Comic Relief is a British charity organisation which was founded in the United Kingdom in 1985 by the comedy scriptwriter Richard Curtis and Alexander Mendis in response to famine in Ethiopia. The highlight of Comic Relief's appeal is a bi-annual telethon held in March, alternating as Red Nose Day. Comic Relief is one of the two high profile telethon events held in Britain, the other being Children in Need held annually in November.
Comic Relief was launched live on Noel Edmonds's Late, Late Breakfast Show on BBC1, on Christmas Day 1985 from a refugee camp in Sudan. The idea for Comic Relief came from the noted charity worker Jane Tewson, who established it as the operating name of Charity Projects, a registered charity in England and Scotland.
One of the fundamental principles behind working at Comic Relief is the "Golden Pound Principle" where every single donated pound (£) is spent on charitable projects.

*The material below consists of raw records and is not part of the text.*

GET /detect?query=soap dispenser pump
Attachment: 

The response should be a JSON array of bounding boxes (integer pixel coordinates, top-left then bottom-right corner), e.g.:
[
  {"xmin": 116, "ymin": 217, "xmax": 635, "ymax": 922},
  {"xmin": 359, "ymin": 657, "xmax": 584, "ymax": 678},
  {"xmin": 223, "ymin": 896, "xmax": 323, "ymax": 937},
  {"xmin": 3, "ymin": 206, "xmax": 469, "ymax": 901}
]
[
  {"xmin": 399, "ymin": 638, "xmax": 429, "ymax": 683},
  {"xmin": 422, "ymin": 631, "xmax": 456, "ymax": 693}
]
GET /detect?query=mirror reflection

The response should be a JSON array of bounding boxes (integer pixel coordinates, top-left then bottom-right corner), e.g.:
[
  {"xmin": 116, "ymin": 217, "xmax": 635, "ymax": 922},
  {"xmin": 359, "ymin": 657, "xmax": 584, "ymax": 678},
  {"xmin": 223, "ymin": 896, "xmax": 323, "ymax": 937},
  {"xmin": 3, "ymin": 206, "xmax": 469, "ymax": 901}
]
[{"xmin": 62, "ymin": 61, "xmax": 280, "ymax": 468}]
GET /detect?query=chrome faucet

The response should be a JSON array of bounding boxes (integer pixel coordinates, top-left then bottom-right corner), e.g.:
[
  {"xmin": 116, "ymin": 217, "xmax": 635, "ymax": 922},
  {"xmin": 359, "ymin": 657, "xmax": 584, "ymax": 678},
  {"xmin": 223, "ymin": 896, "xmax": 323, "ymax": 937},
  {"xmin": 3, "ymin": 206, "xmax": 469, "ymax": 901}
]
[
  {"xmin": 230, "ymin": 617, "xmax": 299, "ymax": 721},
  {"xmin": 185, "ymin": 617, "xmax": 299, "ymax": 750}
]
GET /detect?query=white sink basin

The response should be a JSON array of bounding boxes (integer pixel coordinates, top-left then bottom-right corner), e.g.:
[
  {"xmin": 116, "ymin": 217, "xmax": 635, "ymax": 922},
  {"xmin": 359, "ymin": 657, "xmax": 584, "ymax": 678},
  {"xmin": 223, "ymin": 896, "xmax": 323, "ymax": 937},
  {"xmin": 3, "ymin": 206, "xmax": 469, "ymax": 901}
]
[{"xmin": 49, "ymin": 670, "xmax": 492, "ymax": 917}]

All operating costs, such as staff salaries, are covered by corporate sponsors, or interest which is earned while money raised is waiting to be spent distributed to charitable projects.
Currently, its two main supporters are the public service broadcaster - the BBC, and the supermarket - Sainsbury's. The BBC is responsible for the live television extravaganza on Red Nose Day, and Sainsbury's sells merchandise on behalf of the charity.
In 2002, Comic Relief and BBC Sport teamed up to create Sport Relief, a new initiative, aiming to unite the sporting community and culminate in a night of sport, entertainment and fundraising on BBC One. Sport Relief is a biennial charity event, and the campaign deliberately alternates years with Red Nose Day, Comic Relief's flagship event. Comic Relief occurs in odd-numbered years, and Sport Relief in even-numbered years.
In 2009, Comic Relief launched a website calling for a financial transaction tax, the "Robin Hood" tax.
Red Nose Day is the main way in which Comic Relief raises money. The first Red Nose Day was held in 1988. It is held in the spring every other year, and is often treated as a semi-holiday, with, for example, schools across the UK having non-uniform days. The day culminates in a live telethon event on BBC One, starting in the evening and going through into the early hours of the morning, but other money-raising events take place. As the name suggests, the day involves the wearing of plastic/foam red noses which are available, in exchange for a donation, from Sainsbury's and Oxfam shops.